Michelle Yeoh and Dy Sao. PHOTO SUPPLIED

Sao, who often posts live action videos to his social media, explained that martial arts are a philosophy and a way of life, where people seek to empower themselves through training and disciplining their mind, body, and spirit.

His journey to Hollywood began in the most unlikely of places.

While living in the Khao-I-Dang refugee camp in Thailand his mother’s name appeared on a list compiled by Americans who were seeking to reunite Cambodian relatives with their families in the US.

This marked the beginning of their journey towards immigrating to America, as they initiated the necessary procedures to make this a reality.

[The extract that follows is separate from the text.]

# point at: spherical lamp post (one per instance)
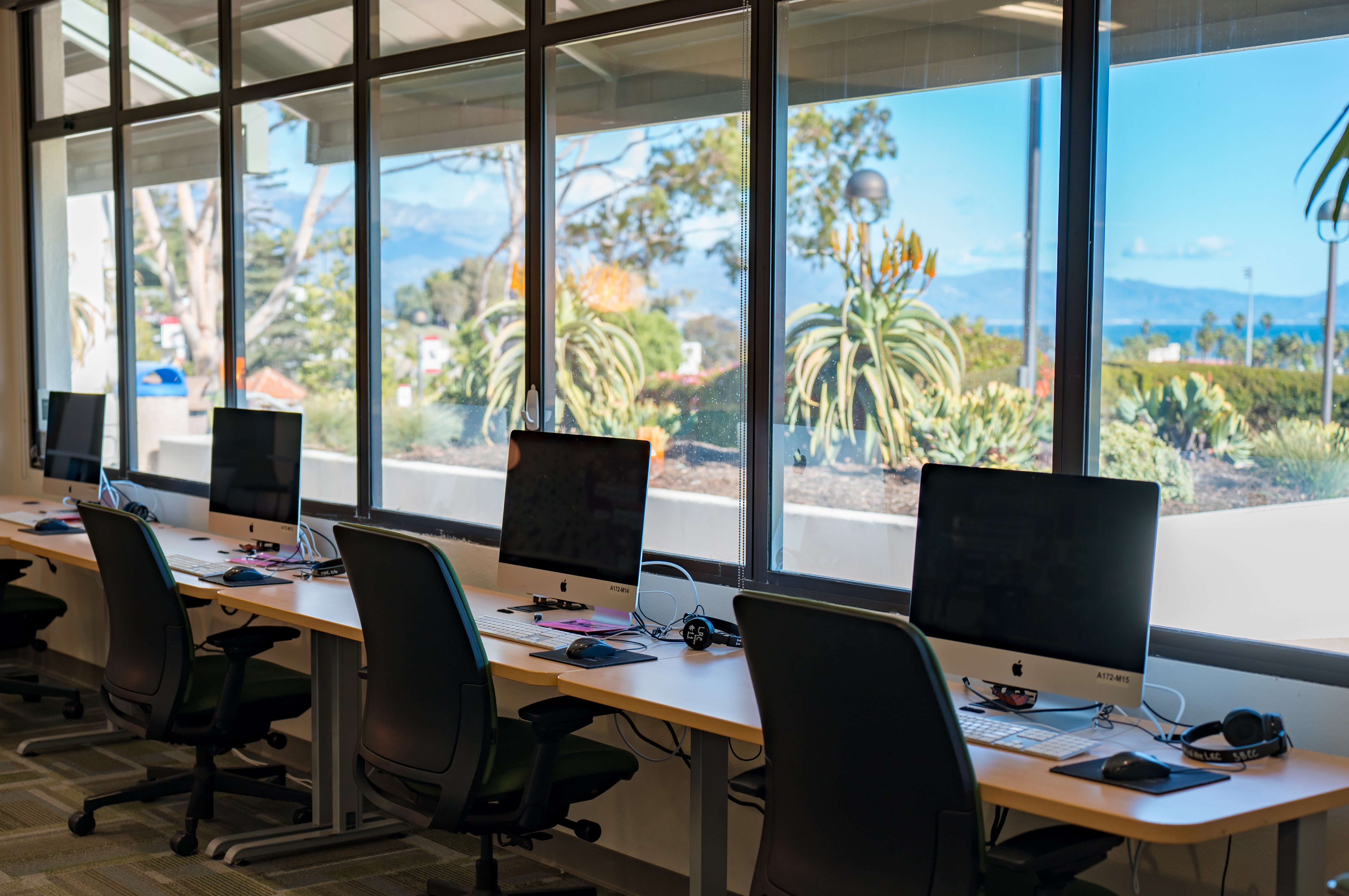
(1329, 224)
(867, 184)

Sao has amassed a diverse skill set in various martial arts and styles over the years. At the age of 7, his father introduced him to the basics of Kun Khmer kickboxing and Karate, which proved effective in the numerous fights he encountered while growing up in the Long Beach projects.

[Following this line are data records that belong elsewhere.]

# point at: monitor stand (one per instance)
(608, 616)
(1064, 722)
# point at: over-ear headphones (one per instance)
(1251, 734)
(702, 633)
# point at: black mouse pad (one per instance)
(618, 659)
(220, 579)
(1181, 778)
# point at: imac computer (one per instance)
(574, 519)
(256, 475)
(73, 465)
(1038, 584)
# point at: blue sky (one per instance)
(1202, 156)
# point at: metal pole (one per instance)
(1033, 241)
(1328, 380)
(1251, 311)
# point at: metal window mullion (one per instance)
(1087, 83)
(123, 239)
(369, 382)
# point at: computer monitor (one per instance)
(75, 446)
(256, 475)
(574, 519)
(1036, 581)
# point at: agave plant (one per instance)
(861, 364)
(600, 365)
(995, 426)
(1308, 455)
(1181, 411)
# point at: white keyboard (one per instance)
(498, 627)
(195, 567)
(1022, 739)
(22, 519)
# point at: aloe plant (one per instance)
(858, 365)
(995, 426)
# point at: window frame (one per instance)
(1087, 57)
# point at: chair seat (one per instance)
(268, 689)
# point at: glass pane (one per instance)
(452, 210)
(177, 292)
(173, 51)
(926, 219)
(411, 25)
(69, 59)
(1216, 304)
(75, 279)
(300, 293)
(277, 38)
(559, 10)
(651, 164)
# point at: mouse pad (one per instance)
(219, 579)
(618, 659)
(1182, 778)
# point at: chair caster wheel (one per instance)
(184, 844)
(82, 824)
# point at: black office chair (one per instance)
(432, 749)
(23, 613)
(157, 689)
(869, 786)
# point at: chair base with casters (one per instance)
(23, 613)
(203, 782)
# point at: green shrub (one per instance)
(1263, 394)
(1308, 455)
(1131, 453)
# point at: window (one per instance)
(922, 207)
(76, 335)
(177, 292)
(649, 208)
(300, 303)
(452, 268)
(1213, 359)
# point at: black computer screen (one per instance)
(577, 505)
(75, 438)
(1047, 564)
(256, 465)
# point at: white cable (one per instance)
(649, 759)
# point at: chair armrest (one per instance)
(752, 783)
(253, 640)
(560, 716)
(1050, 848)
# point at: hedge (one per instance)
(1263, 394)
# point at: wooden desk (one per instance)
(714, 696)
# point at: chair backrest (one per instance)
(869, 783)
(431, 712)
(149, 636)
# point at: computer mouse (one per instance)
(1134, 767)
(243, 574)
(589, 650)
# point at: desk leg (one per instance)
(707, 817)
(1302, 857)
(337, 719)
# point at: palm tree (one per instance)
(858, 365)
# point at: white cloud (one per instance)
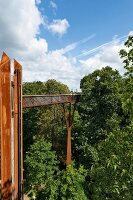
(58, 26)
(107, 55)
(53, 5)
(20, 22)
(38, 2)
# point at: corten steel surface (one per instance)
(5, 128)
(43, 100)
(18, 137)
(69, 116)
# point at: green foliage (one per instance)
(72, 185)
(112, 176)
(45, 121)
(127, 55)
(41, 164)
(100, 102)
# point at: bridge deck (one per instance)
(43, 100)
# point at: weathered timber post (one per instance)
(18, 133)
(5, 128)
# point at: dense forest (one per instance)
(102, 138)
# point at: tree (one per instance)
(72, 184)
(41, 164)
(127, 56)
(100, 104)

From his childhood to his teenage years and middle age, Sao studied many different martial arts including Kun Khmer, Chinese Kung Fu, Wushu Kung Fu, American kickboxing, Muay Thai, boxing, wrestling, MMA and even Brazilian Jiu-Jitsu.

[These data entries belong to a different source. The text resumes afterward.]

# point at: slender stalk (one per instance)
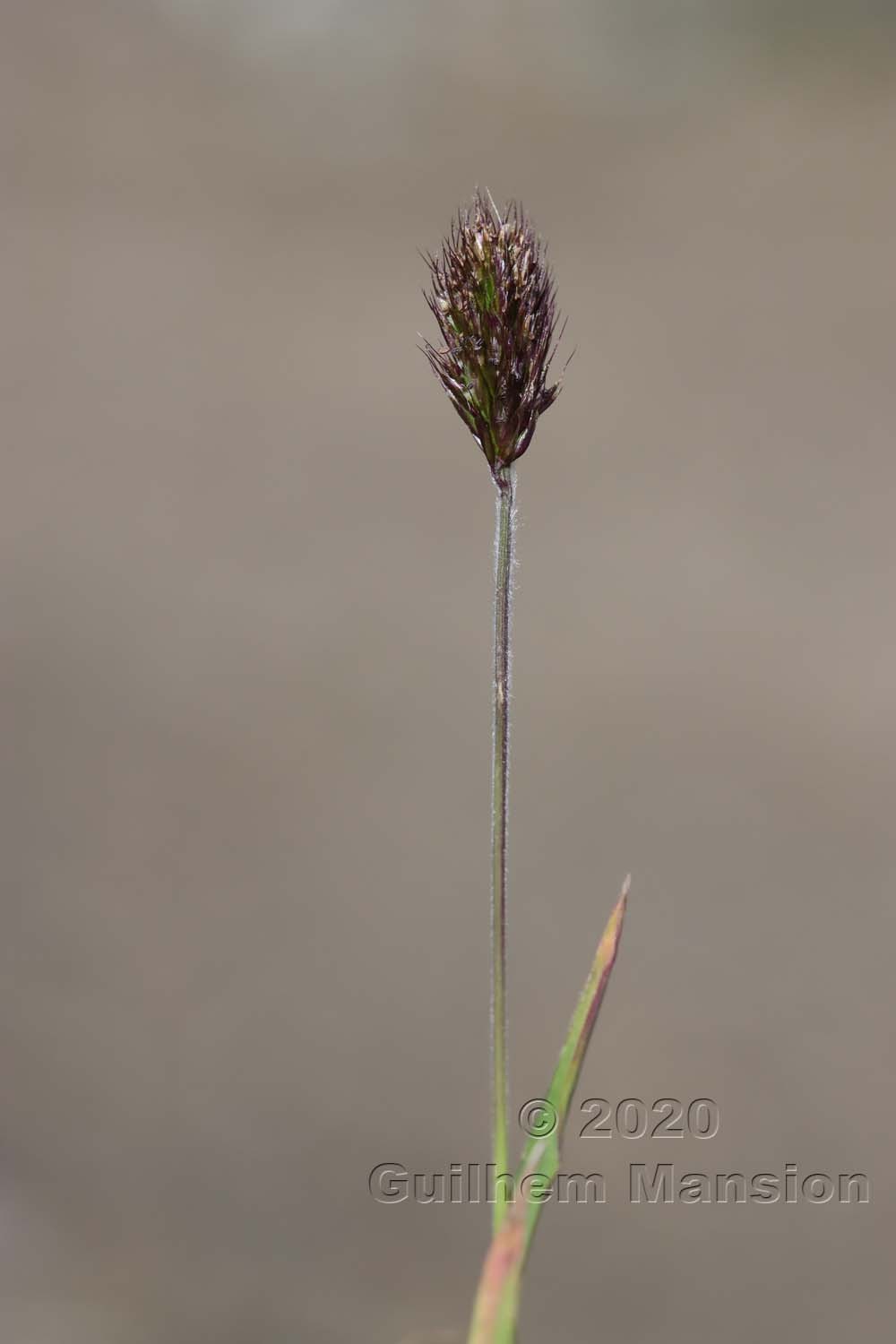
(504, 523)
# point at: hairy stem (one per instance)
(504, 478)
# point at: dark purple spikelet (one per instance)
(493, 296)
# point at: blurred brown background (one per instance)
(246, 636)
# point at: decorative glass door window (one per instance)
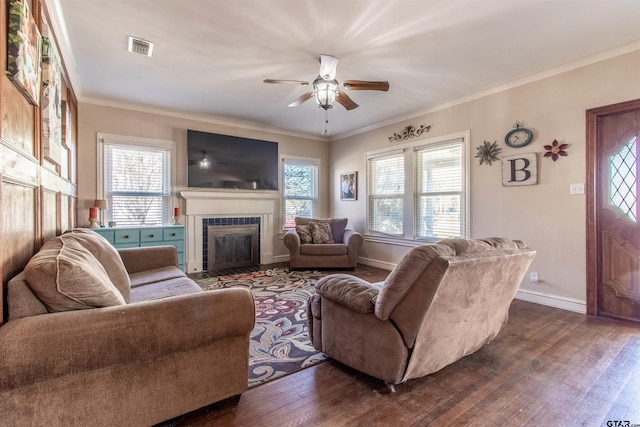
(623, 170)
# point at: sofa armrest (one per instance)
(349, 291)
(148, 258)
(292, 240)
(353, 240)
(39, 348)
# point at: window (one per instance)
(135, 178)
(420, 191)
(440, 202)
(300, 189)
(386, 194)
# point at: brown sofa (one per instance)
(440, 303)
(320, 251)
(97, 336)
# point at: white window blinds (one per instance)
(137, 184)
(386, 174)
(300, 189)
(440, 191)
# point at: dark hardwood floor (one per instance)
(548, 367)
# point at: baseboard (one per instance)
(564, 303)
(555, 301)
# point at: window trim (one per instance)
(113, 139)
(308, 160)
(409, 224)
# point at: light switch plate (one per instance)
(576, 188)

“In my mid-30s, I went back to my roots and began learning Kun Khmer and Kun Khmer Boran by watching online tutorials of the masters in Cambodia,” he explained.

“I studied Lbokator by watching Master Chan Vireak, Yuthakun Khom under Master Chan Rathana and Master Sakklar Palace. I probably learned the most from Master Chin Chun, who became a friend and mentor after I reached out to him with questions about training,” he added.

Sao takes pride in promoting his homeland’s culture and heritage – along with its unique martial arts – to all of the actors he has the pleasure of training.

He says that the actors are always intrigued by the fact that he comes from Cambodia, but happens to be the one of the best Kung Fu trainers in Hollywood.

But as his students soon realise, his proficiency in teaching Chinese martial arts speaks for itself. Sao’s first aspiration is to achieve recognition as a major contributor to global martial arts as a whole and then bring attention to Cambodia, the land that raised his forefathers.

“We aim to serve our families, communities, brotherhood, country, and the world as a whole. I am dedicated to promoting Cambodia and martial arts in a positive light to the world,” he said.

“My message is one of unity, as we work towards a common goal of bettering ourselves and those around us,” he added.

Sao, who also worked on design for Hanuman: Shadow Master, a Cambodian action movie, said his ultimate aspiration is to showcase Cambodia’s remarkable beauty through film to a global audience.

He is currently collaborating with his close friend Cambodian-American producer Daron Ker, to produce a ground-breaking film. If all goes well, it will be shot in the Kingdom at the end of the year.

“We intend to cast local talent and train them in how to create professional films in the Hollywood style,” he said.

Sao explained that they have ambitious plans to establish a film school in the Kingdom, so Cambodia will develop a self-sustaining film industry that does not only focus on one project at a time.

If his guesses are correct, Cambodia will lead the way in martial arts films and share them with the world.

“I hope we can get the pieces in place to make a movie in Cambodia this year. Many of my Khmer fans have asked when I will be coming, but I assure them I am trying my best to make it happen,” he said.

Sao said he wants to return and showcase Cambodia’s artistic talents – including its rich cultural heritage – through the power of film.

“Cambodia has so much to offer, and it is time to rise and make our mark on the global stage. To the Khmer people – you are my champions, I love you so much,” Sao concluded.